The truth is that cultivating a career in the music industry is a marathon, not a sprint. It will likely take several years working on music or music industry-related tasks in the background before you're ready to make the jump to full-time. If you can, try not to rush this transition: many musicians burn themselves out unintentionally by making the jump too early: trust the process and follow your heart, but remember that even the best and brightest have to compromise at some point to pay rent.

How to Start a Music Career in 2024 FAQs

Do you still find yourself lost while trying to pursue a career in music? Consider these commonly asked questions and answers:

How do I start a career in the music industry?

How you start your career in music will vary heavily based on your individual goals within the industry. Use this guide to help define your unique version of "success" in music, which will act as a blueprint for your journey.
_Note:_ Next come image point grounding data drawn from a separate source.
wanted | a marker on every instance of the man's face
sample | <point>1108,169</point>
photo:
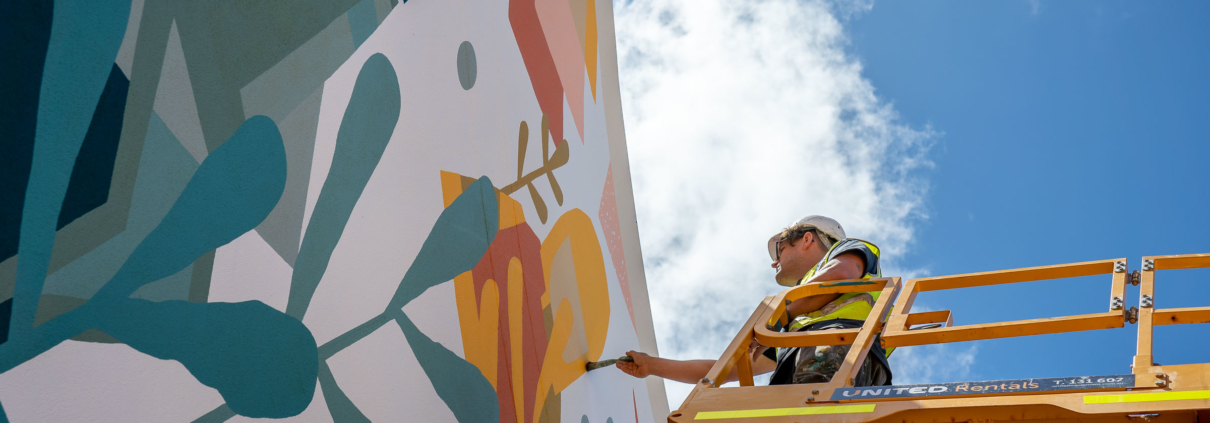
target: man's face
<point>796,259</point>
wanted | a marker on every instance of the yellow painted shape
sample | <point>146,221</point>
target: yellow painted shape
<point>782,412</point>
<point>557,375</point>
<point>510,210</point>
<point>451,186</point>
<point>1148,397</point>
<point>591,46</point>
<point>516,285</point>
<point>479,324</point>
<point>592,283</point>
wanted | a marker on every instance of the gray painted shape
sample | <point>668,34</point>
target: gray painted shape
<point>174,99</point>
<point>382,9</point>
<point>174,287</point>
<point>293,80</point>
<point>229,47</point>
<point>219,415</point>
<point>126,52</point>
<point>343,409</point>
<point>282,230</point>
<point>363,21</point>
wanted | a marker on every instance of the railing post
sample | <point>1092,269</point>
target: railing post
<point>1144,359</point>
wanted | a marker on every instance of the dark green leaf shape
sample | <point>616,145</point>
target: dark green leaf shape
<point>364,132</point>
<point>232,191</point>
<point>459,383</point>
<point>85,38</point>
<point>341,409</point>
<point>263,361</point>
<point>456,243</point>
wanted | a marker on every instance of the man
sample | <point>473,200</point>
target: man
<point>812,250</point>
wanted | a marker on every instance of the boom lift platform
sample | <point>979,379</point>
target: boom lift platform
<point>1146,393</point>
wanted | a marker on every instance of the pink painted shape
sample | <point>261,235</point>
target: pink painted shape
<point>608,215</point>
<point>539,63</point>
<point>569,57</point>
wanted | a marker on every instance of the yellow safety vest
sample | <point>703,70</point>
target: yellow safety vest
<point>847,306</point>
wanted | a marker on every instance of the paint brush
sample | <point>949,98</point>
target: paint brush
<point>594,365</point>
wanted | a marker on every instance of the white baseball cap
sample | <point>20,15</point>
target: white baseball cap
<point>823,224</point>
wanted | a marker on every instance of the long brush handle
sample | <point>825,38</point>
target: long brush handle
<point>594,365</point>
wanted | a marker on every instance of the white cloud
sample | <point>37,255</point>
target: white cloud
<point>743,116</point>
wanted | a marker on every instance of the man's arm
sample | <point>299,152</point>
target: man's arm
<point>686,371</point>
<point>845,266</point>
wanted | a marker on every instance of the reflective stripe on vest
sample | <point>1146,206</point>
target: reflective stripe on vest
<point>854,308</point>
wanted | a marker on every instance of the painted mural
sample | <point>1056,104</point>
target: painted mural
<point>346,210</point>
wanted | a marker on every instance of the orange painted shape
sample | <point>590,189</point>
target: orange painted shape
<point>514,334</point>
<point>591,47</point>
<point>576,226</point>
<point>560,38</point>
<point>478,322</point>
<point>612,230</point>
<point>539,62</point>
<point>557,375</point>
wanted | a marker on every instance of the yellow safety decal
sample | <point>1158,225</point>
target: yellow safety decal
<point>781,412</point>
<point>1148,397</point>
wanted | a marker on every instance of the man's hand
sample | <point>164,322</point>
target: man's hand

How can I work in music with no experience?

You can work in music with no experience by seeking out a mentor who might be willing to take you under their wing. Alternatively, you can start posting music online to craft a community and potentially leverage it on your own terms.

How do I get started in music career?

You can get started in music by making music yourself, working with the most aspiring musicians around you, and following the other strategies outlined in this guide. Remember that there are plenty of ways to work in the music industry outside of limiting yourself to being strictly a performing artist.

Is 25 too late to start a music career?

It is never too late to start pursuing what you love. There are numerous examples of artists who have broke through in the music industry well past their 30s and even 50s. If you love music, you should certainly make it, regardless of age.

How hard is it to get into a music career?

We don't want to sugarcoat the truth - it is considerably difficult to get a career in music. However, it becomes easier when you broaden your scope of what that looks like and take the strategies outlined above to heart.

Building a successful music career was never easy, but today's complex landscape comes with some unique hurdles. Hopefully, this guide provides you with plenty of insight into what you can expect while finding your place within music. Enjoy your journey on route to a successful career in the arts!